Fifty-plus years ago, Federal Way was one of many ubiquitous suburbs being built across this country. Homes for post-World War II families looking for space for their baby-boomer offspring, with boomers coming of age and starting families of their own and wanting to forge a better path based on what they knew and believed.
Mass produced cars, houses, education, jobs, community, culture and America’s economy were the envy of the world. However, in today’s global economy, the Ford vs. Chevy debate has shifted to Toyota vs. Volkswagen being the top two car manufacturers in the world.
Going from being once seen as a newly minted planned community, Federal Way is currently struggling to find a clear identity and new path. We need to start with believing we are capable of reshaping ourselves into a power-player that is seen as an enviable address.
We need to think of Federal Way as a barn-find car with lots of rust, needing an engine overhaul, wheels, paint and more, to make us stand out in a crowd of older cars in different phases of being restored or turned into a custom vehicle capable of turning heads.
If you were new to the area and looking for the best-barn-find of a city to raise your generation alpha family, or the one following on alpha’s heals, pursue your career, live a dynamic or insular lifestyle what city would you choose — Auburn, Bellevue, Federal Way, Kent, Seattle or Tacoma?
It is safe to say that some barn-finds demand a higher price, but they all have problems. You chose Federal Way and appreciate that your purchase is drivable. You know it needs work, but you are pleased with your choice.
Now you are home, but how do you go about improving your purchase? What is the engine of a great city? A car has roughly 30,000 parts that have to work well every day if you are going to achieve your daily goals of getting somewhere.
Our barn-find has lots of parts that feel old and not functioning well enough to make what you bought feel stylish. In fact, when you try to show off your barn-find to your friends, who are not from here, they look askance at you and remind you of how much you need to do to have more than a basic functioning vehicle. But you are a dreamer, know it can be restored, and with community support, believe it can be an enviable show vehicle.
Where do you start? Is it education, jobs, daily services such as water, sewer, garbage (the basics that make life manageable), aesthetics, crime, public safety, roads, libraries, housing, the commercial/retail sector, health care, culture, parks? And the list goes on.
As we look under the hood we see a tired looking engine, and at first glance we do not comprehend all the subassemblies that need repair, replacing or upgrading to make the engine a dynamically functioning powerhouse, capable of turning heads for several generations. Our barn-find is an interdependent sum of parts that we, as an owner, may not be able to upgrade, control or afford.

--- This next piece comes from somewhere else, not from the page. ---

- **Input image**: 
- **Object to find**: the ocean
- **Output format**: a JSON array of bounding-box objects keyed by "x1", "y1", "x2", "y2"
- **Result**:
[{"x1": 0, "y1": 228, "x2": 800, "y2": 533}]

We think we bought a city, but school districts function independently on their own terms – but they are the elixir that make city-engines run smoothly for generations. If we want our vehicle to be the best, we may need to consider how our education system is perceived and functioning.
School performance sets the stage for attracting and keeping education-oriented residents along with higher-level jobs capable of creating a sustainable economic synergy. Those who value education build community, support the arts, culture, and lifestyle opportunities which are the ambassadors for a dynamic city. If we want to retool this barn-find, the best place to start is with our schools.
The city governmental folks basically provide the fuel to make the daily driver you bought go. They are the enablers of getting us through traffic, roads paved, sorting out crime, assuring public safety needs are met, parks maintained and recreation ready, deciding what gets built, built well and where — basically the delivery facilitator of life quality support services — but they are not the power source behind moving our customizable restoration process forward.
The power behind every community engine is – the people – their needs, wants, spendable income, and choices they make. Understanding how and why people flow through this barn-find is critical to remaking it into a modernized custom vehicle capable of winning ribbons against competitors for years to come.
Taking this barn-find of ours to the next level requires a specialized crew with the desire to get under the hood and ferret out what is not working and listening to us — the owners — to figure out the best way to achieve our goal of turning heads and being talked about in a good way. Keith Niven, Federal Way’s Community Development Director and his crew of planning mechanics are already on task analyzing how to take our barn-find through the ringer of a Comprehensive Development Plan process.
They are kicking tires in every neighborhood, trying to shake the rust off our collective complacency, and challenging us to reimagine what a power-house of a city Federal Way could be. The comp-plan contains focused ideas and serves as a blueprint for our future.
The process works best when the diversity of our community’s voices are heard. Getting this city-restoration-project-vehicle moving toward the dynamic finish line of being able to compete well into the future, requires looking at all the moving parts, their unique needs and implementing innovative upgrades.
Without our citizens’ imaginative input and ownership, the vehicle we are wanting to restore will not be positioned to serve the needs of future generations well. As residents, if we choose to continue being the rust that prevents this barn-find from reaching its potential, our city’s governmental folks will likely go small and slap some paint on this barn-find of a city and call it good. We must do better if we want to show off our customizable engine.